Laut Verdi-Sekretär Braukmüller sorgt eine neue Eingruppierungsrichtlinie zum einen für mehr Transparenz beim Entgelt in der Bankenbranche. Zum anderen stärke sie die Mitgliederbasis der Gewerkschaft. Braukmüller, der auch die Warnstreiks der Beschäftigten in unserer Region organisiert hatte, betonte, dass die hohe Streikbeteiligung – bundesweit gingen 12. 000 beschäftigte auf die Straße – zwar zum Tarifabschluss in der fünften Runde beigetragen hatte. „Für ein besseres Ergebnis brauchen wir aber mehr Mitglieder“, sagte er.

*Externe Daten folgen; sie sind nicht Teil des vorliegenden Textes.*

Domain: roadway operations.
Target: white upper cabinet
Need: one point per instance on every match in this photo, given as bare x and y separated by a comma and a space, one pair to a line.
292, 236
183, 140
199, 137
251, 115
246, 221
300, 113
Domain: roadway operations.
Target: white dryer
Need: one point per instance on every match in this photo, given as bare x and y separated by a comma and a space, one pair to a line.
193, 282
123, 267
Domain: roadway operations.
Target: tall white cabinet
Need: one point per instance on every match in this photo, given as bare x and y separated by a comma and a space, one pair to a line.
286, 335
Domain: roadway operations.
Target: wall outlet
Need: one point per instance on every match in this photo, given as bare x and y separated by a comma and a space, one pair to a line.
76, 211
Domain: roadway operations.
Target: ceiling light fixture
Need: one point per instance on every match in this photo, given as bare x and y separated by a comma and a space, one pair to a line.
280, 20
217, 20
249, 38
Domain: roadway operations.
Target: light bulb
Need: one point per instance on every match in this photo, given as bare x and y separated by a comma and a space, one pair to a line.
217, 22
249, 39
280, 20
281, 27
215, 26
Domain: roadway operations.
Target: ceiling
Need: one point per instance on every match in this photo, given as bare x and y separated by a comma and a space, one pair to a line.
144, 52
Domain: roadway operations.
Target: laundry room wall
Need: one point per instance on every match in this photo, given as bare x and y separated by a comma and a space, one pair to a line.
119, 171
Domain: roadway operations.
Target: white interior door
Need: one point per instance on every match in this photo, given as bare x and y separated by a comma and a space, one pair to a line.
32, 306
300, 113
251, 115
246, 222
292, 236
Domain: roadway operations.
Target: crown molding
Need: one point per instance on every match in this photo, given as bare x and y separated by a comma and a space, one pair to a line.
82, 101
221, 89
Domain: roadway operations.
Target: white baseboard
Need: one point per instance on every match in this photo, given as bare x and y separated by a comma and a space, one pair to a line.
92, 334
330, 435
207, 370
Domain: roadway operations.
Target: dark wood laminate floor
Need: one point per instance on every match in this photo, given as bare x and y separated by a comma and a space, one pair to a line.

Digitalisierung, Niedrig-Zins und regulatorische Vorgaben machen den Banken zu schaffen. Bei der Deutschen Bank stehen weltweit ein Fünftel der Stellen auf der Kippe – 20.000 Arbeitsplätze. Die Norddeutsche Landesbank aus Hannover will ihren Mitarbeiterstamm bis 2024 um knapp die Hälfte schrumpfen. Angesichts dieser Lage rangen die Tarifparteien so ausdauernd wie lange nicht mehr um einen Abschluss, laut Verdi rund 45 Stunden insgesamt. Auch die Arbeitgeberseite sagte, die Verhandlungen seien lange und besonders schwierig gewesen. Der Abschluss gilt nun bis Juni 2021.